I can also say I have experienced the impact on my mental health of not doing exercise. At a time when I know it would help me I couldn’t/wouldn’t engage in it at all. The downward spiral of mood from giving up the “natural high” of those endorphins was something else. After hitting my rock bottom I’m now getting back up…. slowly! I have started small and it’s already making a difference. Whether it’s inside at a class or outside in the fresh air I guarantee that I will feel good when I’ve done something! Especially when I really don’t feel like it! One step at a time!’
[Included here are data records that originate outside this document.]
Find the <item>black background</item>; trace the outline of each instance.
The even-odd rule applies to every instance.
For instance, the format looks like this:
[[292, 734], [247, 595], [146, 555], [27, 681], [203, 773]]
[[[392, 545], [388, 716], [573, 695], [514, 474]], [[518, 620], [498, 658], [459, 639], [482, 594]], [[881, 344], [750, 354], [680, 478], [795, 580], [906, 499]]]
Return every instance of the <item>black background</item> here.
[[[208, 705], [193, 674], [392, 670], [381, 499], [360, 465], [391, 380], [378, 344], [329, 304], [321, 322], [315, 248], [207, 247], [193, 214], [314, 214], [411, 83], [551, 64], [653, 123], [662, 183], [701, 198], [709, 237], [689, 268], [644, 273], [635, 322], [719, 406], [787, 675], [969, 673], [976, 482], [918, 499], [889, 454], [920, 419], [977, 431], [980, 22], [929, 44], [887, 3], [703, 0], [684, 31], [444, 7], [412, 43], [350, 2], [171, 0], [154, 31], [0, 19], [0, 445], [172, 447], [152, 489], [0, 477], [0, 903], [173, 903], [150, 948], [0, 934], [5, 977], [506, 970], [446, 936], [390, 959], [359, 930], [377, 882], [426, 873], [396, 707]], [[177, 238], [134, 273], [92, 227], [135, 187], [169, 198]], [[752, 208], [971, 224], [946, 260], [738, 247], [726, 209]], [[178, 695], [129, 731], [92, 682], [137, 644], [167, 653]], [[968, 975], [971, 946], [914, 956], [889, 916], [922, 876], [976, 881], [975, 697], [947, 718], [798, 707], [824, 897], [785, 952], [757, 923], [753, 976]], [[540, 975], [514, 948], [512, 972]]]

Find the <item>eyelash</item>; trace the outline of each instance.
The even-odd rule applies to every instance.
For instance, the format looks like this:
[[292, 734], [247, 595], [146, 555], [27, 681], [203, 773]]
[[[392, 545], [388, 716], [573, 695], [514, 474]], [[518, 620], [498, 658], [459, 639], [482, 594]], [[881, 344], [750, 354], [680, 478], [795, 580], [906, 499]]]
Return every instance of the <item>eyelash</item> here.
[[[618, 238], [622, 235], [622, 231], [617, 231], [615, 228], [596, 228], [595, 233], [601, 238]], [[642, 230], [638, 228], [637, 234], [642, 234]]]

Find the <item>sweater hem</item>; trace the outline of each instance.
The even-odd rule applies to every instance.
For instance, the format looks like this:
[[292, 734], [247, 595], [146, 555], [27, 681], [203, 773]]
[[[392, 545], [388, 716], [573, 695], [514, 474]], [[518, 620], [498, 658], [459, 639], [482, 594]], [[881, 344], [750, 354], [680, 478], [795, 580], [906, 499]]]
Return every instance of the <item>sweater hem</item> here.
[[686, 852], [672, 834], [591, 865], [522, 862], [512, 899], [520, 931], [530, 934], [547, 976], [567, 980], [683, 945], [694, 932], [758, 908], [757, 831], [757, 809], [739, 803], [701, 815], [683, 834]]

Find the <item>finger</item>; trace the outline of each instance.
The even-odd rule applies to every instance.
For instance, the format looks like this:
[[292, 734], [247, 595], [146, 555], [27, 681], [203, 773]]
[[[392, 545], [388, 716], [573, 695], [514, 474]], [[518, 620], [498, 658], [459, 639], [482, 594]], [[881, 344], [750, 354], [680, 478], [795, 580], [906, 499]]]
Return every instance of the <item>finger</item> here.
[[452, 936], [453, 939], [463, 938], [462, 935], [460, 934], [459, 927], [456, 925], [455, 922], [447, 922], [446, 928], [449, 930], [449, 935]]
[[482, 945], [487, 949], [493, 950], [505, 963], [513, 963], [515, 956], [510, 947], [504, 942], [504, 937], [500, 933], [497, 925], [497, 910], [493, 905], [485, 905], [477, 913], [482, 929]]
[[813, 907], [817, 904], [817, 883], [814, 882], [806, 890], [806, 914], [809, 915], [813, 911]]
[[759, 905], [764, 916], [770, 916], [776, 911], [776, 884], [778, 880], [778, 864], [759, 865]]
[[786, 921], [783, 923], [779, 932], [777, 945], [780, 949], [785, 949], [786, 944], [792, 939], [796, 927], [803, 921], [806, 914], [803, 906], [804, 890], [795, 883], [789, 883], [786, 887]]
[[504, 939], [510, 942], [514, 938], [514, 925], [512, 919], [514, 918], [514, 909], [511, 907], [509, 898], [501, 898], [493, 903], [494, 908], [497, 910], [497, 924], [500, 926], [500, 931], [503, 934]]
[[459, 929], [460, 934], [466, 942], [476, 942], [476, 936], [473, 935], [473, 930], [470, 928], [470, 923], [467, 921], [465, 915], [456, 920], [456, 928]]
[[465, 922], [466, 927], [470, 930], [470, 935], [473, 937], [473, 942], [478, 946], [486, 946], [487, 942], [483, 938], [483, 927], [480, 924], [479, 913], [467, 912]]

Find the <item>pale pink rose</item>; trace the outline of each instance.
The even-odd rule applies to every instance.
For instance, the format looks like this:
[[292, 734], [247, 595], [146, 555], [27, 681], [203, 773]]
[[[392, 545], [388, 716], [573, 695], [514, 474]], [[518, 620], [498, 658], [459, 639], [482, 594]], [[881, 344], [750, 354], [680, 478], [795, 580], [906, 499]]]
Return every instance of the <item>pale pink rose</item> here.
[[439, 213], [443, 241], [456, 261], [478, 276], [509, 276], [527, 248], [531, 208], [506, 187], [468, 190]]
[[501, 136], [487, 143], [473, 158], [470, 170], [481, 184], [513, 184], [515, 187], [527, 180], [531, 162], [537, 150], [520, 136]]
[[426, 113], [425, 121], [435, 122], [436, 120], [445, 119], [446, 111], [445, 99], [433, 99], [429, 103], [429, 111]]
‘I find exercise REALLY helps my mental health. It gives me the endorphins to wake me up, helps me to clear my mind and think clearly and it gives me the confidence both mentally and physically to feel stronger inwardly and much more positive. I think it is a huge help for mental health. Thank you so much for all your help and huge efforts to ensure our classes go ahead and are so varied and enjoyable and rewarding every week. Thank you so much Debbie.’
‘Sadly, mental health issues are affecting a lot of people, even more so after one or two hard lockdowns. Personally, I have been there a little myself and one especially important thing that will always keep me going is EXERCISE! It changes your whole mind set once you have stopped that voice in your head saying, ‘oh I can’t be bothered’ or ‘I’ll do it tomorrow.’ I love HiiT workouts, Clubbercise and running. The difference I feel after is amazing, my mind is more positive and clearer and I feel stronger.’
Inspired? You should be!! What will you choose to do for your 150 hours a week?